CPSC 352 -- Artificial Intelligence
Notes: Best First Search in Prolog

Introduction

In this lecture we cover the following Prolog programs from Chapter 15. The programs are listed in the text but you may want to print out these listings and bring them to class:

Search in PROLOG

Three types of search can be implemented in PROLOG using the same basic algorithm. The differences come in the choice of data structure used to implement the open and closed lists:
SearchOpen ListClosed List
Depth FirstStackSet
Breadth FirstQueueSet
Best FirstPriority QueueSet

Setting up the Search

The main predicate for all three types of searches will initialize the data structures and invoke the path/3 predicate, which will recursively search from the start to the goal state.

The main predicate for depth-first search looks as follows:

    go(Start,Goal) :-
        empty_stack(Empty_open),
        stack([Start,nil], Empty_open, Open_list),
        empty_set(Closed_set),
        path(Open_list, Closed_set, Goal).

The main predicate for breadth-first search looks as follows:

    go(Start,Goal) :-
        empty_queue(Empty_open),
        enqueue([Start,nil], Empty_open, Open_list),
        empty_set(Closed_set),
        path(Open_list, Closed_set, Goal).

Note that for depth first and breadth first searches the current state is represented as the list [State,Parent]. For the initial state this gives [Start,nil] because the initial state has no parent. This representation of the current state allows the solution path to be recursively reconstructed from the goal state and the closed list as follows:

    printsolution([State,nil],_) :- write(State),nl.
    printsolution([State,Parent), Closed_set) :-
        member_set([Parent,GrandParent], Closed_set),
        printsolution([Parent,GrandParent], Closed_set),
        write(State), nl. 

The main predicate for best-first search looks as follows.

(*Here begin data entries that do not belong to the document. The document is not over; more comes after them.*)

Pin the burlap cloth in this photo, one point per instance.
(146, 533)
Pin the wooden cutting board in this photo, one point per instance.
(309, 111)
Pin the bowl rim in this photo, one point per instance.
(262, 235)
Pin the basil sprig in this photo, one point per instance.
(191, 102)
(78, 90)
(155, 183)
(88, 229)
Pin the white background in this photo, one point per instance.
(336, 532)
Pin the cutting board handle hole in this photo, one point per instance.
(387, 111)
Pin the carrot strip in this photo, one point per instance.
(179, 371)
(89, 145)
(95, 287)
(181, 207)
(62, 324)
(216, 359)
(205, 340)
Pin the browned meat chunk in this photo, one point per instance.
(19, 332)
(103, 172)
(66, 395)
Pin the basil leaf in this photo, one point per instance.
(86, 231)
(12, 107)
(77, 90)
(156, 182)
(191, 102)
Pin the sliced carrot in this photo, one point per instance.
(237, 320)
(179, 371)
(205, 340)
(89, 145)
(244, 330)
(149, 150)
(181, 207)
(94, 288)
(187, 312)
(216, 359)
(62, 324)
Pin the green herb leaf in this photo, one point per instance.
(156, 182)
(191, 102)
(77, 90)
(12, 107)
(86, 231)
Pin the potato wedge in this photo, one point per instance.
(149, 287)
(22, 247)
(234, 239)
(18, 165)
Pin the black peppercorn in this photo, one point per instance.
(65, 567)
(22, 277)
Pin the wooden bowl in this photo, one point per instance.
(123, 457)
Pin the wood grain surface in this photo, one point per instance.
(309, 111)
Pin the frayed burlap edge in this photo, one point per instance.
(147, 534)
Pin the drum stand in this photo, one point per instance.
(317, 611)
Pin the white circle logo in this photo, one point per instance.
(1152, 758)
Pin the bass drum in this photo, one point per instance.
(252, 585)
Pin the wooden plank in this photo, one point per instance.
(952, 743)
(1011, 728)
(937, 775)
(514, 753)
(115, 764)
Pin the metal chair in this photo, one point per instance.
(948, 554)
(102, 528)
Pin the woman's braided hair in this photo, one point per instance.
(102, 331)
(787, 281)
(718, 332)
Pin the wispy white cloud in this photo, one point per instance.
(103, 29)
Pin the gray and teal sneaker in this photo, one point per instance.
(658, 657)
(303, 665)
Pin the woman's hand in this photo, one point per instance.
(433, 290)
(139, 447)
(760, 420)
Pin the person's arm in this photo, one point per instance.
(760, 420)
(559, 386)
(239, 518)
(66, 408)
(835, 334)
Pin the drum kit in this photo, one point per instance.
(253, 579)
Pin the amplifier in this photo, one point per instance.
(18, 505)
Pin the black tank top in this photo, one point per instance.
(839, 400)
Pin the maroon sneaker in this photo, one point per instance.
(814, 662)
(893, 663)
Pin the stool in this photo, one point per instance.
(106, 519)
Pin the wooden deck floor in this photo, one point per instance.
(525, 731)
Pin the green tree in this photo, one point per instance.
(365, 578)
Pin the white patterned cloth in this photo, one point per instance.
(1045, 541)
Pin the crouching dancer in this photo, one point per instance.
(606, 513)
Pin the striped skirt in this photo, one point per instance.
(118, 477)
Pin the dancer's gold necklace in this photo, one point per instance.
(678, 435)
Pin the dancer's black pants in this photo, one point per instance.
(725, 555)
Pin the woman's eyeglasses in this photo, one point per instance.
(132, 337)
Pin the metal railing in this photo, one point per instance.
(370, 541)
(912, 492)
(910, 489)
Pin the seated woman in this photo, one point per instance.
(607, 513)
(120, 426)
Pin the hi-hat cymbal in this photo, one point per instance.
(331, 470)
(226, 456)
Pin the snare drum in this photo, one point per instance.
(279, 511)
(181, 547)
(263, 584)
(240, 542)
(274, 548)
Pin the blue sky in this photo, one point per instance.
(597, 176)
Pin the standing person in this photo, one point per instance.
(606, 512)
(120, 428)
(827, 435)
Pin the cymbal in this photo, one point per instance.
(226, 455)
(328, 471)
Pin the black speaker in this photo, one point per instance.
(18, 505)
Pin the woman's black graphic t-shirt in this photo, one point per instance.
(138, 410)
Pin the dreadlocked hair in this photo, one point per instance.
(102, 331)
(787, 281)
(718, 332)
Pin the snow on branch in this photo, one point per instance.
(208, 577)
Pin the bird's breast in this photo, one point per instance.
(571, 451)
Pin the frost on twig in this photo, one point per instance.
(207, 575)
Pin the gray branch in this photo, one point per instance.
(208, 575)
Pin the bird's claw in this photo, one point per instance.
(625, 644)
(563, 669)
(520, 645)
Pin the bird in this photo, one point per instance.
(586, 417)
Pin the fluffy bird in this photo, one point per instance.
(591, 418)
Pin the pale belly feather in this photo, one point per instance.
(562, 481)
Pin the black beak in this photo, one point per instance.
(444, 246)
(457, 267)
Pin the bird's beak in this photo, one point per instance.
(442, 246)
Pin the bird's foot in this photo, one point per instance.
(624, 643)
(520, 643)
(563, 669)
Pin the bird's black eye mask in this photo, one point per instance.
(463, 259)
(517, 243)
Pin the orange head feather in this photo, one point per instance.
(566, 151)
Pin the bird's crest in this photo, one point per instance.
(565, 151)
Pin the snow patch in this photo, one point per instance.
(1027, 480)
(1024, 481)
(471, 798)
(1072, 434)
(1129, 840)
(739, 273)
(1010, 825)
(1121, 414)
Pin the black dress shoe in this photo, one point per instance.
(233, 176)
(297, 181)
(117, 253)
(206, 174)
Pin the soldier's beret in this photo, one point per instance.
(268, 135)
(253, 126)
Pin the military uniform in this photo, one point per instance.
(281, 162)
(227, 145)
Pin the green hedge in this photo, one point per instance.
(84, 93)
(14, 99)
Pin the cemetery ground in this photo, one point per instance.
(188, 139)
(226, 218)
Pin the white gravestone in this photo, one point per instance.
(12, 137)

Note the addition of the heuristic/3 predicate:

    go(Start,Goal) :-
        empty_set(Closed_set),
        empty_pq(Empty_open),
        heuristic(Start, Goal, H),
        insert_pq([Start,nil,0,H,H], Empty_open, Open_list),
        path(Open_list, Closed_set, Goal).

Note that for best first search the state is represented as the five-tuple:

     [State,Parent,Depth,Heuristic,Sum]
Recall that the basic form of the evaluation function for heuristic search is :
   f(n) = g(n) + h(n)
In this state representation, the Depth argument corresponds to g(n), the Heuristic argument corresponds to h(n), and the Sum argument corresponds to f(n).

Recursive Search: path/3

With slight variations due to the different data structures used, the path/3 predicate is defined as follows:
   path(Open_list,_,) :-
      empty_stack(Open_list),                        %% Or empty_queue or empty_pq
      write("No solution found with these rules.").

   path(Open_list, Closed_set, Goal) :-
      stack([State,Parent],_,Open_list), State=Goal,        %% Or dequeue or dequeue_pq
      write("The solution path is:"), nl,
      printsolution([State,Parent], Closed_set).      

   path(Open_list, Closed_set, Goal) :-
      stack([State,Parent],Rest_open, Open_list),           %% Or dequeue or dequeue_pq
      get_children(State, Rest_open, Closed_set, Children),
      add_list_to_stack(Children, Rest_open, New_open),       %% Or add_list_to_queue or insert_list_pq
      union([[State,Parent]],Closed_set,New_closed_set),
      path(New_open, New_closed_set, Goal), !.

The comments indicate where the differences occur among these three algorithms. Note how the recursive path/3 predicate manages the updating the open and closed lists for the search. Each level of recursion uses a different open and closed lists. If the open list becomes empty before the goal is reached, that constitutes failure. If the first element on the open list is a Goal state, that constitutes success.

The cut operator is used here to cut off PROLOG's automatic backtracking. This prevents PROLOG from storing the old values of open and closed. When search fails at any given point, the algorithm does not go back to the preceding values of open and closed. Instead, it updates open and closed

In-class Exercise

Hand trace the algorithm, using first stack, then queue, then priority queue, on an instance of a portion of the Knight's Tour search space.